86 stars 12 forks source link

How to generate a synthetic video by an audio and an image? #14

Closed NoHateAnymore closed 2 years ago

NoHateAnymore commented 2 years ago

Hi, thanks for your working. But I didn't see how to generate a synthetic video by an audio and an image, how to do it plz.

NoHateAnymore commented 2 years ago

or how to use test data?

dc3ea9f commented 2 years ago

You can use the inference code to get target 3DMMs and then use the PIRender to convert 3DMMs to video.

NoHateAnymore commented 2 years ago

You can use the inference code to get target 3DMMs and then use the PIRender to convert 3DMMs to video.

Thank you for response. I got 3DMMs by python eval.py \ --batch_size 4 \ --output_path saved/baseline_speaker_E500 \ --resume saved/baseline_speaker/checkpoints/Epoch_500.bin \ --task speaker

But in #prepare vox lmdb# step, I ran python scripts/prepare_vox_lmdb.py \ --path ../../data/listening_head/videos/ \ --coeff_3dmm_path ../vico/saved/baseline_speaker_E500/recon_coeffs/ \ --out ../vico/saved/baseline_speaker_E500/vox_lmdb/

Do I just need to change the path to image path?

dc3ea9f commented 2 years ago

you can generate a fake video by duplicating image to len(mfcc), and use that video to create vox_lmdb for visualization. For more details, please refer to PIRender.

NoHateAnymore commented 2 years ago

you can generate a fake video by duplicating image to len(mfcc), and use that video to create vox_lmdb for visualization. For more details, please refer to PIRender.

I got it. Thank you!!!!!!!!!!!!!!!!!!!!!!!!

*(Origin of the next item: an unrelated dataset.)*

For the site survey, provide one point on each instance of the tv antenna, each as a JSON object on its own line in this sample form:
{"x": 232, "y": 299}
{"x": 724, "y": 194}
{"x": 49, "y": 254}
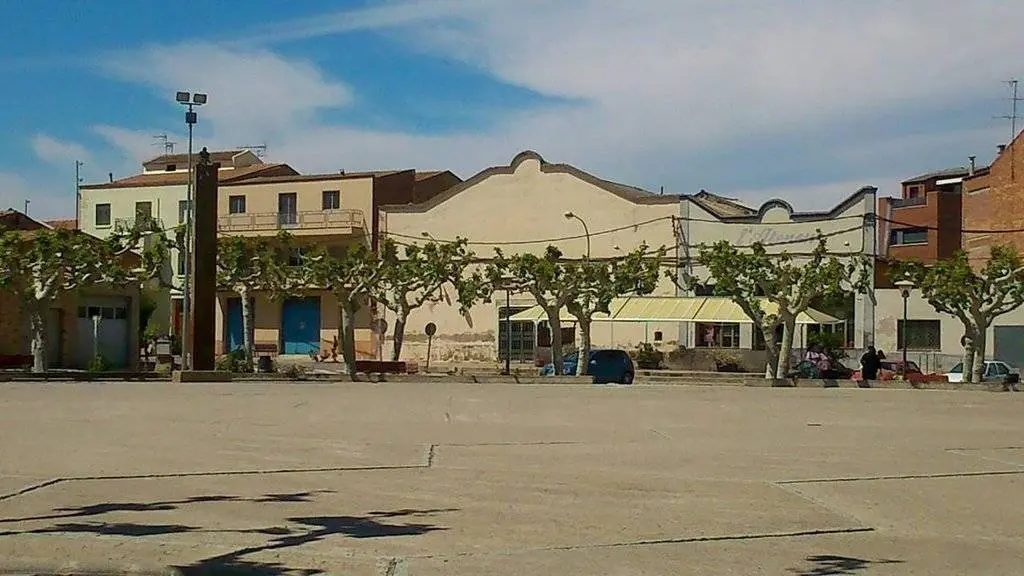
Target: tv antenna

yogeshchandrasekharuni commented 1 year ago

Hey @Minghy, assuming you already worked on this issue, can you please provide a notebook/script with inference? Thank you!

yogeshchandrasekharuni commented 1 year ago

you can generate a fake video by duplicating image to len(mfcc), and use that video to create vox_lmdb for visualization. For more details, please refer to PIRender.

Can you please elaborate what you mean by duplicating an input image to len(mfcc)? If I have a portrait image of the person that is to speak the utterance, what can I do?